Remember, if you will, the legends, myths, and faerie tales you have heard, the ones with magic in them — the Irish ones, if you know them, otherwise any will do. Then imagine that those tales were true. Imagine that magic and fantastical beings coexisted with humans in the medieval history from textbooks. That is the world of The Last Days of Magic.
In the fourteenth century, magical creatures had been driven from much of Europe. There was one holdout, one last fully magical land, Ireland, controlled by a coalition of Celts and faeries. These were not the shy, diminutive faeries of today’s children’s books, they were elegant, powerful, and passionate — they even married and bore children with the Celts, when they weren’t fighting them.
The treaty between the races gave the Celts dominion over most of the surface while the Sidhe manifested a parallel, hidden land for themselves called the Middle Kingdom, accessed by magical doorways. One exception was the Skeaghshee, a clan of Sidhe who retained the trees they occupied. An uneasy peace was maintained by the Morrígna, a goddess with three female aspects, much as the Christian God had three male aspects— the Father, the Son, and the Holy Ghost. The Morrígna’s aspects were Anann, who remained in the spirit realm as the source of power to the other two, and a set of twin girls who were periodically reborn into the human realm during times of great trouble: the sage Anya and the warrior Aisling.
This story line was sourced from the rich bounty of Celtic mythology. Of the many origin myths of the Sidhe, the one used traces their bloodline to the first age of the world when randy angels sneaked out of heaven to procreate with daughters of Eve, producing magical hybrid offspring called the Nephilim. Stories of the Nephilim were drawn from ancient and current Bibles, and from the Dead Sea Scrolls.

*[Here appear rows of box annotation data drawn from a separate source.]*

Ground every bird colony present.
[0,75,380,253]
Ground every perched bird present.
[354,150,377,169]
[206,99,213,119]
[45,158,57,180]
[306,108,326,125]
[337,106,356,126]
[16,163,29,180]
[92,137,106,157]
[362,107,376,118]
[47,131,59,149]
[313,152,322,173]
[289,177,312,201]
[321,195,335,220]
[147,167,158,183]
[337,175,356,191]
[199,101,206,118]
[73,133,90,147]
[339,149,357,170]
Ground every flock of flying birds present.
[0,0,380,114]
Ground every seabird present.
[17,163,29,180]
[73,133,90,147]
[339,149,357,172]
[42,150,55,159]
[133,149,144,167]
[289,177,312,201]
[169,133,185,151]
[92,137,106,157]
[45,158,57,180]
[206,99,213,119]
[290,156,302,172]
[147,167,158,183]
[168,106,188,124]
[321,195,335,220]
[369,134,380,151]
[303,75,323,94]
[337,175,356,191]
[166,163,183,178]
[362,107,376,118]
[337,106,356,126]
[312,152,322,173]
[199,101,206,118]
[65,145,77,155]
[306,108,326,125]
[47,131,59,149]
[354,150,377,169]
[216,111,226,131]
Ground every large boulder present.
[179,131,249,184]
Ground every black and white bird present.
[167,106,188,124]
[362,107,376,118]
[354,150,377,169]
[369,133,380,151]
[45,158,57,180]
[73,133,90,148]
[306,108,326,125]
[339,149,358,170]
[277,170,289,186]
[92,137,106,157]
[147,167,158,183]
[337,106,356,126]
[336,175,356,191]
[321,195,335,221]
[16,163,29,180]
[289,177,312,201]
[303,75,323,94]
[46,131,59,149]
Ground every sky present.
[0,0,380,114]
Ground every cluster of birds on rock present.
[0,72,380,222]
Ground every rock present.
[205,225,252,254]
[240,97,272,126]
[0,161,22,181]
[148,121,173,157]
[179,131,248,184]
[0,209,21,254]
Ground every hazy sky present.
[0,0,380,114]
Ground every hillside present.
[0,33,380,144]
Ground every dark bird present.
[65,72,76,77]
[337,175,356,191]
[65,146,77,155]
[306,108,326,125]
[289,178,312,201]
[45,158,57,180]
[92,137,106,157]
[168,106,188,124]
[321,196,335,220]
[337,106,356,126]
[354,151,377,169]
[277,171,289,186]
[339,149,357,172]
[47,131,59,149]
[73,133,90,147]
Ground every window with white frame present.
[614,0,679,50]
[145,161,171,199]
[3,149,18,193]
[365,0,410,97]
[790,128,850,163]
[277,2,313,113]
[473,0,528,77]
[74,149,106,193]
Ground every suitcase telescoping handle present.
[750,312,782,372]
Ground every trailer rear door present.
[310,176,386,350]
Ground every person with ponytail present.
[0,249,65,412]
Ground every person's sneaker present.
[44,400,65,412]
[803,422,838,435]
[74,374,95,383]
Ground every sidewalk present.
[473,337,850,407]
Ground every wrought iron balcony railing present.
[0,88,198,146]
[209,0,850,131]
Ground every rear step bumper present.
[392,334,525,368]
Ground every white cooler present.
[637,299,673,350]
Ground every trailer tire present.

In medieval Europe, France was ruled by the High Coven, dark witches who lusted after the Sidhe’s knowledge of magic. Most of the French witches in the novel were based on accounts of real women tried or accused of witchcraft, some of whom were burned at the stake.
The Roman Church sought to drive all magic from Ireland and the rest of the world, except that practiced by their holy sorcerers, exorcists. The novel’s league of exorcists was crafted from the lore of King Solomon who used a magic ring to control demons, and the church’s history of embracing exorcism.
All enchantments required energy to function. Ardor, the natural energy that was used to create the world and every living being, lingered in Ireland where it could be used by magical beings and by humans with the requisite training and aptitude. In France, the High Coven resorted to powering spells by stealing energy from within bodies, killing their victims. Exorcists used relics and words of power from angelic grimoires, magical books, forces that were not intended for extended use by humans.
The world of The Last Days of Magic was assembled from old stories as much as it was invented – not only faded legends, biblical myths, and faerie tales, but also accounts found in history books.